Jim Williams, activist and LGBTQ newspaper co-owner, dies

Jim Williams worked for years for the National Education Association.
Jim Williams worked for years for the National Education Association. (TIFFANY H. HOUSE)

Jim Williams, a former director of Moveable Feast and a co-founder and co-publisher of Baltimore OUTloud, died of heart and lung disease Oct. 4 at Seasons Hospice in Franklin Square Hospital. He was 84 and lived in the Village of Cross Keys.

He was active in the Presbytery of Baltimore and was a past director of the Senior Network of the Govans Ecumenical Development Corporation.


Born in Shreveport, Louisiana, he moved with his parents to St. Bernard Parish, outside New Orleans. He attended what is now Chalmette High School, where he was elected its first male cheerleader.

He earned a degree at what is now Lyon College on a Presbyterian Church scholarship. He was elected student body president and preached weekends at churches throughout Arkansas.


According to a biography supplied by his friends, he dropped plans to be a minister and taught eighth-grade English at North Clayton High School in College Park, Georgia, for three years. He lived in Atlanta and was active in the state affiliate of the National Education Association and worked in civil rights issues. He sought to merge black and white teachers organizations.

He participated in the 54-mile 1965 march from Selma to Montgomery, Alabama, led by Dr. Martin Luther King Jr.

He later met Dr. King and discussed a Chicago teachers union that was in conflict during a collective bargaining session.

Mr. Williams recalled the incident when his National Education Association bosses in Washington, D.C., called and asked whether he knew about Dr. Martin Luther King Jr.


“I told them that you can’t be from Atlanta and not know who Dr. King was," Mr. Williams said.

Mr. Williams later worked with the National Education Association at its national office in Washington until his first retirement in the 1980s. He later joined other nonprofits, including Food & Friends.
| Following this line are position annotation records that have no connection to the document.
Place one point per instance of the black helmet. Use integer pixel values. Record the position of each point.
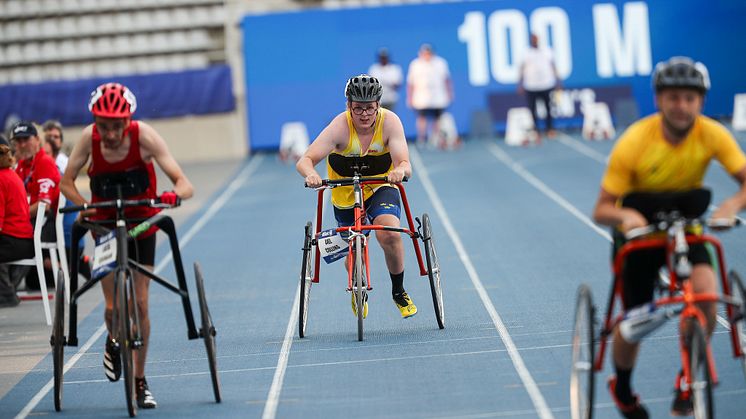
(681, 72)
(363, 88)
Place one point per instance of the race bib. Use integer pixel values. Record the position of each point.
(332, 245)
(104, 255)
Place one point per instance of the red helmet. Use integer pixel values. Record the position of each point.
(112, 100)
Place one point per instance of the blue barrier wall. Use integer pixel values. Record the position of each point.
(162, 95)
(297, 63)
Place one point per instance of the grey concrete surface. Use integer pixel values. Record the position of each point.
(24, 335)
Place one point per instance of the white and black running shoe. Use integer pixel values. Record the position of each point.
(145, 399)
(112, 360)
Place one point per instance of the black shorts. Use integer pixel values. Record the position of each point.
(641, 269)
(142, 250)
(430, 112)
(385, 200)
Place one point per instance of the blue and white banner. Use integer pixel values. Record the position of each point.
(297, 63)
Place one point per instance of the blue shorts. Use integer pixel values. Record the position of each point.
(385, 200)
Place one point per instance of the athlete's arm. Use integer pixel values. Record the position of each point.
(393, 131)
(78, 158)
(156, 146)
(327, 141)
(731, 206)
(607, 213)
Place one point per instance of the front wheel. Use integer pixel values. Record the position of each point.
(58, 340)
(207, 332)
(581, 375)
(739, 320)
(306, 279)
(433, 270)
(701, 385)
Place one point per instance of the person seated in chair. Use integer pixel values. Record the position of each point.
(16, 234)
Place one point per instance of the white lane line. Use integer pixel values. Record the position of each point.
(546, 190)
(214, 208)
(273, 397)
(533, 390)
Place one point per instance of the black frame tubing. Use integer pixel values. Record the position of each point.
(166, 224)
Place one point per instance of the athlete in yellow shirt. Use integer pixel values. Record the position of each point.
(665, 152)
(366, 133)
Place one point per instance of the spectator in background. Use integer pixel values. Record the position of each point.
(40, 177)
(429, 89)
(390, 76)
(538, 77)
(16, 234)
(53, 138)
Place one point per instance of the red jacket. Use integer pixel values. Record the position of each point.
(14, 209)
(41, 178)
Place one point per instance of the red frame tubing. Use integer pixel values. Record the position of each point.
(610, 322)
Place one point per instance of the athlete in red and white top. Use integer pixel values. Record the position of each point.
(117, 146)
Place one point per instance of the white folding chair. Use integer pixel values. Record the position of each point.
(56, 255)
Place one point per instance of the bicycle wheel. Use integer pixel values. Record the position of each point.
(359, 285)
(124, 331)
(739, 322)
(58, 339)
(582, 374)
(207, 332)
(306, 279)
(433, 270)
(701, 385)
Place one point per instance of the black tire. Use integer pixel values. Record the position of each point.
(701, 386)
(433, 270)
(306, 279)
(126, 341)
(208, 332)
(582, 374)
(358, 285)
(739, 321)
(58, 340)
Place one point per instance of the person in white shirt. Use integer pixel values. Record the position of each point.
(390, 76)
(429, 89)
(538, 77)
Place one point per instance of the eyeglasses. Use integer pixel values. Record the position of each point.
(357, 110)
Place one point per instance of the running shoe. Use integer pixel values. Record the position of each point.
(405, 305)
(682, 402)
(145, 399)
(365, 306)
(634, 410)
(112, 361)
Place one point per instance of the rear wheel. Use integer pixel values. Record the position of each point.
(739, 321)
(126, 341)
(581, 375)
(359, 285)
(701, 385)
(58, 340)
(207, 332)
(433, 270)
(306, 279)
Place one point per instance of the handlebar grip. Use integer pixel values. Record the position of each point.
(638, 232)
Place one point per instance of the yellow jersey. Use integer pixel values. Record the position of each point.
(643, 161)
(377, 159)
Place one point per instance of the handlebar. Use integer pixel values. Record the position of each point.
(333, 183)
(121, 203)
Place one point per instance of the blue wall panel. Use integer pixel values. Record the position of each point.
(296, 63)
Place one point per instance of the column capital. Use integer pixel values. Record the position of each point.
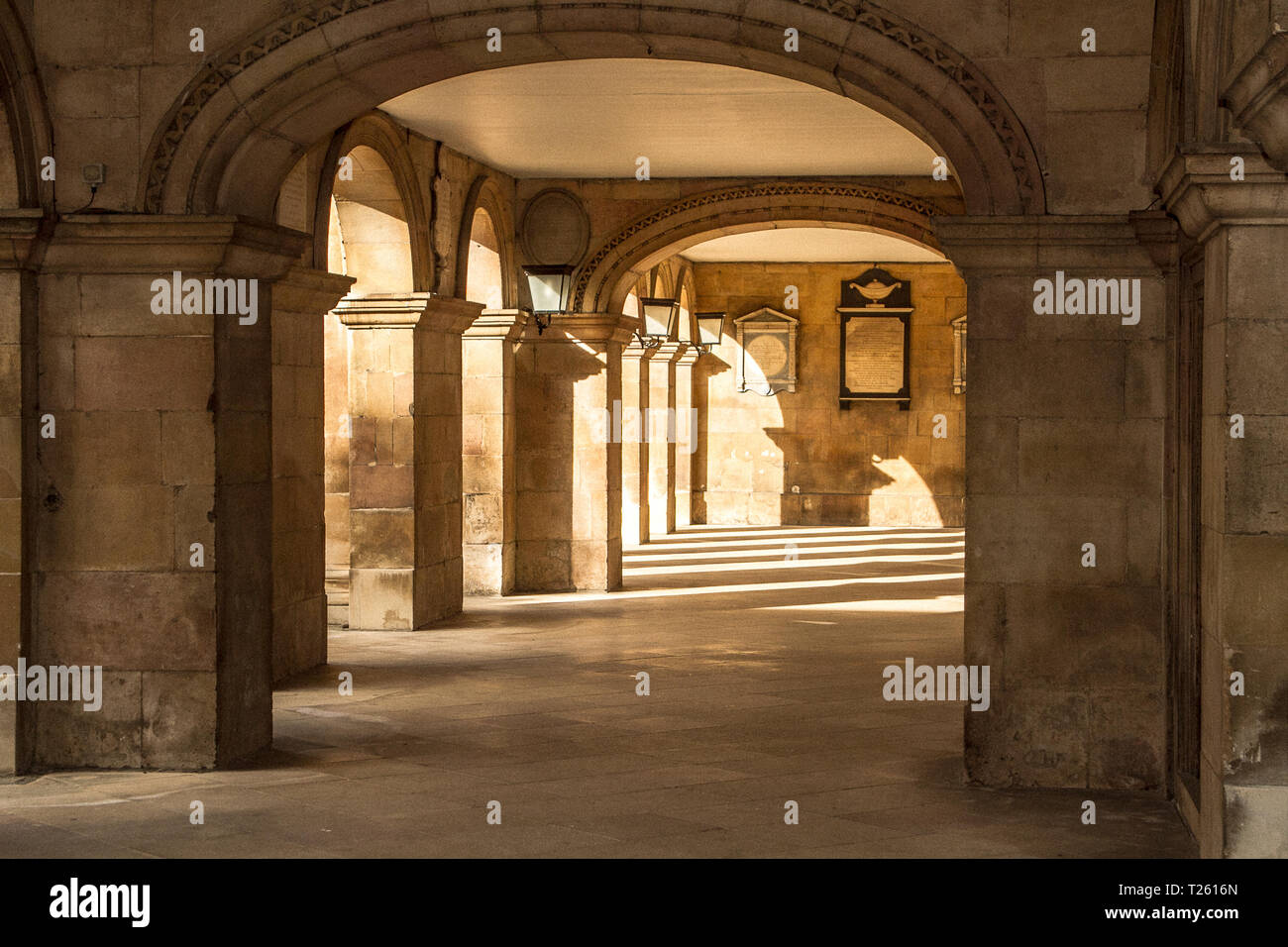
(670, 351)
(407, 311)
(498, 324)
(18, 232)
(589, 328)
(1021, 245)
(450, 315)
(1197, 188)
(382, 309)
(635, 352)
(1258, 99)
(309, 290)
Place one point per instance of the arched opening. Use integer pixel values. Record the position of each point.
(484, 282)
(369, 230)
(368, 389)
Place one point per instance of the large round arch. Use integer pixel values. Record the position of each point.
(603, 281)
(487, 197)
(22, 99)
(239, 127)
(377, 133)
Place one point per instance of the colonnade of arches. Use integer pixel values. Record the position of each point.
(404, 277)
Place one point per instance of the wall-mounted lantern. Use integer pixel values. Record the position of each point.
(709, 329)
(550, 289)
(660, 317)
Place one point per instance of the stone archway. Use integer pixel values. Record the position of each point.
(603, 281)
(308, 72)
(487, 197)
(382, 137)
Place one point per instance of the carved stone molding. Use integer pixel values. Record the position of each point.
(1258, 99)
(915, 213)
(187, 112)
(1197, 188)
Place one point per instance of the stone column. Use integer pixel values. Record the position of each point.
(1064, 451)
(381, 458)
(687, 434)
(438, 581)
(20, 434)
(301, 304)
(570, 497)
(153, 536)
(488, 472)
(662, 431)
(629, 425)
(1243, 228)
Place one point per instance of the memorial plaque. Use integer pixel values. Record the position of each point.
(767, 359)
(874, 355)
(875, 317)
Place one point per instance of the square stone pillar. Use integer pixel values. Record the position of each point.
(687, 434)
(153, 523)
(488, 474)
(630, 425)
(570, 487)
(662, 432)
(20, 427)
(1064, 453)
(438, 581)
(1243, 553)
(301, 304)
(381, 458)
(404, 471)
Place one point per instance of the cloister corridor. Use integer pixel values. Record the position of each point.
(764, 650)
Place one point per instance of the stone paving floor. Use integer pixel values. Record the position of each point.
(764, 650)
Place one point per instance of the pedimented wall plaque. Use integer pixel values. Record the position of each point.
(767, 352)
(876, 313)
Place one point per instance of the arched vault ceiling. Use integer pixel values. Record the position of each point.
(809, 245)
(593, 118)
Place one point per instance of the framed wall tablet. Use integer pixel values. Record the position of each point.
(876, 313)
(767, 352)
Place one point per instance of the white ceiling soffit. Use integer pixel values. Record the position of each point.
(593, 118)
(809, 245)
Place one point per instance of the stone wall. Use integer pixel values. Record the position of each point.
(798, 458)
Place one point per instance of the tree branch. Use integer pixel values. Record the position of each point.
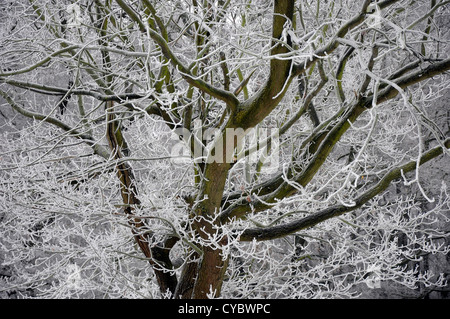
(279, 231)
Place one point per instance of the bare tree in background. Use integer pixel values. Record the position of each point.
(137, 173)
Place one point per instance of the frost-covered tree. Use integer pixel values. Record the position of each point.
(226, 148)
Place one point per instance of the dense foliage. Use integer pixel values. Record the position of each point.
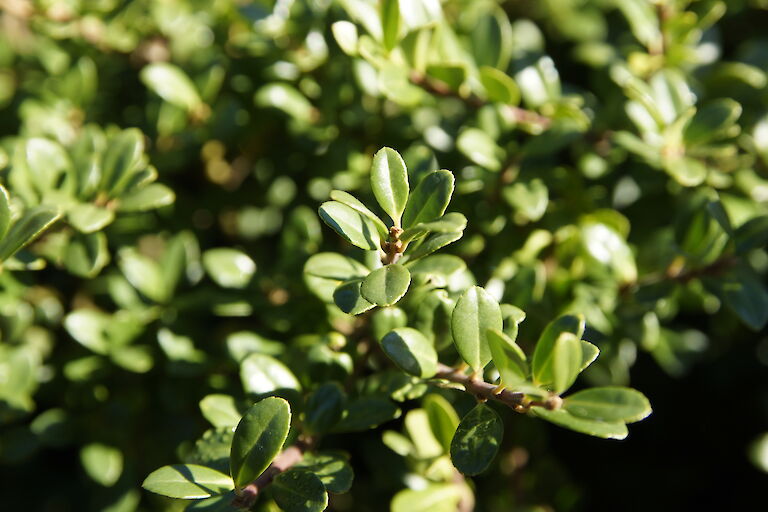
(369, 255)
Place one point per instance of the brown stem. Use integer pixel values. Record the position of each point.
(246, 497)
(482, 389)
(517, 114)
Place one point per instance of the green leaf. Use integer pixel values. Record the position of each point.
(508, 358)
(220, 410)
(566, 362)
(5, 212)
(262, 374)
(104, 464)
(443, 419)
(480, 148)
(143, 273)
(325, 271)
(541, 365)
(430, 198)
(26, 229)
(432, 244)
(299, 490)
(146, 198)
(589, 353)
(349, 298)
(187, 481)
(477, 440)
(389, 181)
(228, 267)
(608, 404)
(87, 218)
(352, 225)
(259, 437)
(712, 121)
(390, 23)
(752, 234)
(324, 408)
(172, 84)
(352, 202)
(386, 285)
(411, 351)
(562, 418)
(332, 469)
(345, 34)
(499, 86)
(366, 412)
(475, 313)
(433, 498)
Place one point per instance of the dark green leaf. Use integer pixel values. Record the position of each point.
(411, 351)
(352, 225)
(299, 490)
(386, 285)
(608, 404)
(389, 181)
(475, 313)
(430, 198)
(187, 481)
(477, 440)
(259, 437)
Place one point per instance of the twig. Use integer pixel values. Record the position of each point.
(246, 497)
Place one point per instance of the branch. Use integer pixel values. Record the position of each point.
(487, 391)
(246, 497)
(516, 114)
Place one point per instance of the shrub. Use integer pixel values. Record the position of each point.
(515, 189)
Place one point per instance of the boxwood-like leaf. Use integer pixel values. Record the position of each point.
(610, 403)
(443, 419)
(411, 351)
(325, 271)
(430, 198)
(386, 285)
(299, 490)
(187, 481)
(562, 418)
(475, 313)
(508, 358)
(324, 408)
(26, 229)
(389, 181)
(355, 204)
(352, 225)
(477, 440)
(349, 298)
(542, 355)
(259, 436)
(332, 468)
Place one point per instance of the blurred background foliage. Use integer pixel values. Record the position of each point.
(611, 157)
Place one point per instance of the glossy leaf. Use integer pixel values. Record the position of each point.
(228, 267)
(350, 224)
(562, 418)
(187, 481)
(411, 351)
(299, 490)
(389, 181)
(443, 419)
(475, 313)
(541, 365)
(429, 199)
(608, 404)
(477, 440)
(26, 229)
(259, 437)
(386, 285)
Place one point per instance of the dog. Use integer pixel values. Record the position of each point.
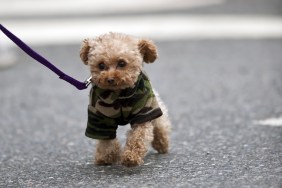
(122, 94)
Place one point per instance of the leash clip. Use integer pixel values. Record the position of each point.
(88, 81)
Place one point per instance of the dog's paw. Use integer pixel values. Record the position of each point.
(131, 159)
(106, 159)
(161, 145)
(103, 162)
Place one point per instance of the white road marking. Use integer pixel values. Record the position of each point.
(276, 122)
(160, 27)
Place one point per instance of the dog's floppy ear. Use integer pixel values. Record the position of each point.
(84, 51)
(148, 49)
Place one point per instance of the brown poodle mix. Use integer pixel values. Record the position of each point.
(122, 94)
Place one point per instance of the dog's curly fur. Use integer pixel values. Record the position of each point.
(107, 50)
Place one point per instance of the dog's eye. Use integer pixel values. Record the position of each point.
(121, 63)
(101, 66)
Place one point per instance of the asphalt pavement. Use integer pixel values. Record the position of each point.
(220, 94)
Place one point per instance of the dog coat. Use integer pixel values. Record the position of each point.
(108, 109)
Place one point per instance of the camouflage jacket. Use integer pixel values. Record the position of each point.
(108, 109)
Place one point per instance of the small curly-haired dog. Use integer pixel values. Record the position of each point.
(122, 94)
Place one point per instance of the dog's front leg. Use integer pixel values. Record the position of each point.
(138, 141)
(107, 152)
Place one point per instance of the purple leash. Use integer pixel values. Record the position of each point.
(79, 85)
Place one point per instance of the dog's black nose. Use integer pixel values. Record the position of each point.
(111, 81)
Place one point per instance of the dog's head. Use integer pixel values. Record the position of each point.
(115, 59)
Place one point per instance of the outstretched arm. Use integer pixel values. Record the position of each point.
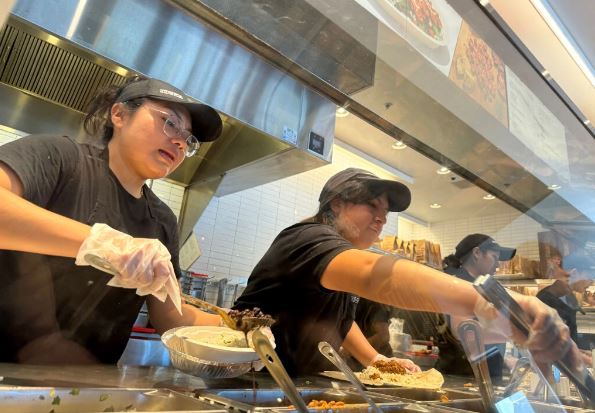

He moved to Baltimore and was executive director of Moveable Feast and was later executive director of AIDS Interfaith Residential Services.

He was a past member of Govans Presbyterian Church and ran its Senior Network, a senior center on the church grounds. He arranged the activities for the members of the center.

OUTloud publisher Jim Becker said, “Jim devoted the latter half of his life to serving the gay community as executive director of Moveable Feast and AIDS Interfaith Residential Services. That commitment made him a natural fit as a founder of Baltimore OUTloud."

Mr. Becker also said: “Jim had great insight into the needs of the community that, combined with a strong business sense, made him invaluable to the newspaper. ... Jim had boundless energy and a love of life — perhaps the result of growing up in New Orleans. He had a great sense of humor, loved a good party and could light up a room.

“He insisted that we pay off a debt we had, and he had a good sense about working with people,” Mr. Becker said. “He was practical about how to keep a small business going. Also, people liked working with him. He never got too flustered.”

In his free time Mr. Williams enjoyed musicals at the Hippodrome and was a devoted Ravens and Orioles fan. A self-described news junkie, he watched CNN and read three newspapers daily.

“He was always well-versed in political news and current events. Politics, the Ravens and the Orioles were his favorite conversation topics," said a friend, Deb Milcarek.

"He was one of those people who left the world in a better place. He believed in justice and equality for all people. He spent his life dedicated to this goal in the NEA and later, after he retired. He also had a wicked sense of humor that could be off-color. He had a kind wit and sarcasm about him. But people loved him for this.”

A memorial service will be held at 11 a.m. Dec. 7 at Brown Memorial Park Avenue Presbyterian Church, Park and Lafayette avenues, where he was a member.

Survivors include a brother, Harry Williams of Texas. He was estranged from his son and daughter.